By attempting to contain the outbreak, many countries closed schools and borders and banned large gatherings, including concerts, seminars, sporting events. Following China’s example, Italy and Denmark implemented a nationwide lockdown. There will be many more to follow. We are clearly in uncharted territory. No one quite knows when exactly this will end. But it is very easy to get tangled up in doom and gloom as we are bombarded with sensational journalism non-stop in the age of social media. Remember: good news does not catch attention as well as bad news. We are wired to avoid clear and present danger in order to survive.
This is a shock, decidedly a very large shock, to the global economy, which will put many countries into recessions. There is a high probability that we could face a global recession if the outbreak is not contained soon. In my opinion, despite being a severe hit to the global economy, this will only be temporary. In the meantime, we can only pray that governments take unprecedented steps to support ordinary people and small businesses, so they do not become unemployed or bankrupt while we wait the crisis out.

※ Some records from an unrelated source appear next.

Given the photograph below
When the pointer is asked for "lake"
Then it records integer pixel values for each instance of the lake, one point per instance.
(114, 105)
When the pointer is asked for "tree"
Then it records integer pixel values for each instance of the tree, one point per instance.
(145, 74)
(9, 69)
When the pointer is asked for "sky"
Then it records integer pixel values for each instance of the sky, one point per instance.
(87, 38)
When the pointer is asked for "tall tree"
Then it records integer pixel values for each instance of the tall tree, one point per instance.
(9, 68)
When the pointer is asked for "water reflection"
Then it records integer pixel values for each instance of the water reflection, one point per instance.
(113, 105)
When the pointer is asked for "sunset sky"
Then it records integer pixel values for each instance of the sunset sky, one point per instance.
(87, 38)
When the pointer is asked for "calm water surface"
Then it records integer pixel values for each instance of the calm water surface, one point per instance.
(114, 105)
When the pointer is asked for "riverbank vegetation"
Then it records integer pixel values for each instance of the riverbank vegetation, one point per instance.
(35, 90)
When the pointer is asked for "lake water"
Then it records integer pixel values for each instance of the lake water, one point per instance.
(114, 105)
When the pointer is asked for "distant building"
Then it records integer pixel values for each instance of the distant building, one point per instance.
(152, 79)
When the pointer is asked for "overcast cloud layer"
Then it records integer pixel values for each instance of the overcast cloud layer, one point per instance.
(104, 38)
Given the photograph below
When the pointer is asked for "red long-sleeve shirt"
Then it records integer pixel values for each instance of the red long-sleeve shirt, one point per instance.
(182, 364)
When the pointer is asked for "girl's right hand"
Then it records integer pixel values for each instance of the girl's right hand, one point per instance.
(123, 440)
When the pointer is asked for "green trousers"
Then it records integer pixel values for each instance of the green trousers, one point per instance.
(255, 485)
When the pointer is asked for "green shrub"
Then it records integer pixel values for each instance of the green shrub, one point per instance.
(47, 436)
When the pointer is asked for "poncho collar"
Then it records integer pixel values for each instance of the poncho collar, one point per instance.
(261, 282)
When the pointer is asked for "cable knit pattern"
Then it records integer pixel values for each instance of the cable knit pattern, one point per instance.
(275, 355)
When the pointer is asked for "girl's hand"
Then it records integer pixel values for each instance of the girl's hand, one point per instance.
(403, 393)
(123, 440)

When we first wrote an article about the coronavirus in early February, Thailand was the second largest country in terms of the number of infections. Since then, countries like Italy, Iran and several European countries, have seen a dramatic rise in the number of confirmed cases of Covid-19. While Thailand has not banned any tourists at all, the rise in the number of infections in the country has so far been relatively modest.
One factor that may explain the disparity is weather. In Thailand, our temperature in Bangkok roughly ranges between a high of 34C and a low of 24C. Reports indicate that the temperature most conducive for coronavirus spread is in the 5-11C range. The countries affected most by the outbreak are located around latitude 40 (see map). Another piece of good news is that we see improvements in China and South Korea as the draconian responses have proved able to mitigate and contain the outbreak.
Therefore, we conjecture that once temperature rises in the spring and summer in the aforementioned countries, we are likely to see containment in the next few months. In the meantime, brace for more volatility in the next few months, but keep an eye out for many opportunities. Cool heads always prevail at times like this.